Services startups - in the age of Product startups have been struggling for identity. Two reasons I could fathom are:  a) There is a proliferation of mass skills b) These skills are means and not the end.   
Services companies talk about what they can do, and not related to customer needs.  A product has a tangible output - it either solves a problem or it does not.  Services on the other hand avoid being tangible - and are offered as a time based or an activity based offering, and therefore, miss the customer context.  
Create product frameworks through applying core competency

Outcome based service contracts solve some of these problems.   But everybody claims to be the best, and have their own set of references to show.  So how does the customer make an objective choice.  I have seen requirements floating on social networks and a host of 'service providers' jump on to the requirement.   And nobody does even a 'sales pitch'.   The result - low conversion rate, and even if a project comes on, it is a low cost, small piece of work.

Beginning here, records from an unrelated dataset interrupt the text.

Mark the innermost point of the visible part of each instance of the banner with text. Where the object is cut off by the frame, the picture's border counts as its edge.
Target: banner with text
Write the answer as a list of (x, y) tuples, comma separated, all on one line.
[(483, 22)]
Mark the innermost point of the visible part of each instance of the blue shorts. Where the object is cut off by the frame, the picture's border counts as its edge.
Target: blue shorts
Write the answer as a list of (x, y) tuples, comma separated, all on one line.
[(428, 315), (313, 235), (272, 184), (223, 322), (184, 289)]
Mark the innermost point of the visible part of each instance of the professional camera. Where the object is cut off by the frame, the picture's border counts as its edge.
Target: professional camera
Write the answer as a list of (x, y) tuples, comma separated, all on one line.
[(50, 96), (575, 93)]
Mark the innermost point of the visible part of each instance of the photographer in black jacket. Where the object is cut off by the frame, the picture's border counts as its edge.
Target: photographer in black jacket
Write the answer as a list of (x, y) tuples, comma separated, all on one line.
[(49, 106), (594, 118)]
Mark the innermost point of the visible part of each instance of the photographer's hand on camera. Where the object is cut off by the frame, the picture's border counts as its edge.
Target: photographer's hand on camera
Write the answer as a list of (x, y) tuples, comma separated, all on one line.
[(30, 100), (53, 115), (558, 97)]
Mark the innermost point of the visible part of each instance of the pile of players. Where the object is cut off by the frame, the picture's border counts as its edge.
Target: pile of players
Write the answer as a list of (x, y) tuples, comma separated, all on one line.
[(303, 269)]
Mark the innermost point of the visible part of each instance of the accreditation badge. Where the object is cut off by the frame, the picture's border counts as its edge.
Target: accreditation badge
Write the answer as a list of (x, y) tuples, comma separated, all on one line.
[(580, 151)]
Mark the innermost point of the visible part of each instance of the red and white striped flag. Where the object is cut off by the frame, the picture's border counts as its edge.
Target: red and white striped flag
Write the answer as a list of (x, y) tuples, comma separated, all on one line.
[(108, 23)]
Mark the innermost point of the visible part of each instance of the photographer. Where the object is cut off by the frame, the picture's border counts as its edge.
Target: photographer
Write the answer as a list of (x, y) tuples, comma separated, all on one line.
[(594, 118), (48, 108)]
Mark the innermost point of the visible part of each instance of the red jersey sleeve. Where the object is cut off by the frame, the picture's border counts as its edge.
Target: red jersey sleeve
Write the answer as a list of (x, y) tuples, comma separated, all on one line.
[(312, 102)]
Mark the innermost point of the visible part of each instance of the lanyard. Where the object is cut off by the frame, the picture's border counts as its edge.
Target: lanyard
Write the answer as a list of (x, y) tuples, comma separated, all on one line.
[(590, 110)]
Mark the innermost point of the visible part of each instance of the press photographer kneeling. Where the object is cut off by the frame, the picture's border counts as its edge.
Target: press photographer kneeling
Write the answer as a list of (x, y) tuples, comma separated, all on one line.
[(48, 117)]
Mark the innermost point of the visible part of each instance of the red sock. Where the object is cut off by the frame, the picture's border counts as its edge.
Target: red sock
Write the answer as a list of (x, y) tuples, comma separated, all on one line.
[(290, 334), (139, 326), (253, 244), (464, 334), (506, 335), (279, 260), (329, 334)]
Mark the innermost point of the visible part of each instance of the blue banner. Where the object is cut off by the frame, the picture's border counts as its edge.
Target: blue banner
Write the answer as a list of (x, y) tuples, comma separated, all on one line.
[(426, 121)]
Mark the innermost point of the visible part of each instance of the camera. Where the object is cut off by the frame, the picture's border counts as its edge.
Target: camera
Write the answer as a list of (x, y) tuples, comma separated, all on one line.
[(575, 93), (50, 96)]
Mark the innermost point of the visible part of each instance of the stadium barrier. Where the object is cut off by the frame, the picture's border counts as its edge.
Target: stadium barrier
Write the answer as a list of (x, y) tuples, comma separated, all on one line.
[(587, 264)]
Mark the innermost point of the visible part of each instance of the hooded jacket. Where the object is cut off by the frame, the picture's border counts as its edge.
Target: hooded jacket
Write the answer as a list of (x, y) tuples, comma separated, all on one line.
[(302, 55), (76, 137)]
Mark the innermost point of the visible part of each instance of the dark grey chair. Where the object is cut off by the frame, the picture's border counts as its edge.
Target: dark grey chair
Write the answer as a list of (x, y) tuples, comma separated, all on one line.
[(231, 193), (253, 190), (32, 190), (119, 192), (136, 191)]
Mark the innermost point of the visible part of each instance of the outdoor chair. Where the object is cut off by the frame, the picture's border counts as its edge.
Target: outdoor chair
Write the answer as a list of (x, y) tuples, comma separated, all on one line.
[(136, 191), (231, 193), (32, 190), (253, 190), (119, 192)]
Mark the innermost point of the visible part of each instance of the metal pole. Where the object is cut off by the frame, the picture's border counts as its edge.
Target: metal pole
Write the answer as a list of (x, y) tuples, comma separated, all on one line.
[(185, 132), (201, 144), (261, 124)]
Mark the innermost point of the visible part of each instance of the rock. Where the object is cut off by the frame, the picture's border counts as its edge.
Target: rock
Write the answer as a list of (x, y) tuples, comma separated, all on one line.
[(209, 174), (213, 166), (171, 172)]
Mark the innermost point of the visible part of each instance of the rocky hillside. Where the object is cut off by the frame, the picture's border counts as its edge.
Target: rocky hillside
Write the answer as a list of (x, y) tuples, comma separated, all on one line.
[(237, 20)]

One of my customer has realized that in each service portfolio, there emerges a clear set of skills or 'sweet spot'.  This is called 'core competency'.   Now core competency essentially means that you are good at something and when repeated done, you have enough experience to deliver as per customer's expectation.   While like other service providers, he fights through the maze to get those projects; but he did one more - he started identifying problems, and patterns that his 'core competency' could repeatedly solve.  He created a product or a framework out of how a problem can be solved by upfront deployment of this framework.  

This meant that there was a problem, and then the framework became the solution.   All he had to do was to then make customer's explore and acknowledge the problem, and then the need was established.  His sales conversions have now leapfrogged.   Buoyed by this success, he is now creating more frameworks or near-products.   And for the customer, they are happy to deploy these frameworks, as they see now 'tangible' results.

What is key here is that we helped our client to move from core-competency based services to  'applied core competency'.   This is a near-product, and customers can therefore related more.   Eventually, most services companies will have to decide whether they will be generic and offer skilled or time based services or create 'applied core competency frameworks'.   
  • Identify that service that you have done repeatedly well as a team. 
  • Make a clear framework - process, decision metrics, input and output parameters and boundary conditions. 
  • Package this with clear use cases.   Automate if necessary. 
  • Apply this framework with amenable customers, and then measure results. 
  • Boldly track and see how you can perfect to improve the results. 
  • Package this into a product - with clear deployment plan and boundary conditions.   Add customization as an extra layer, than as a ready-made service.
  • Coach your sales team to sell it as a problem-solving product, than a plain service.   
These steps are simple, and can be used to convert 'generic' services into 'applied frameworks'.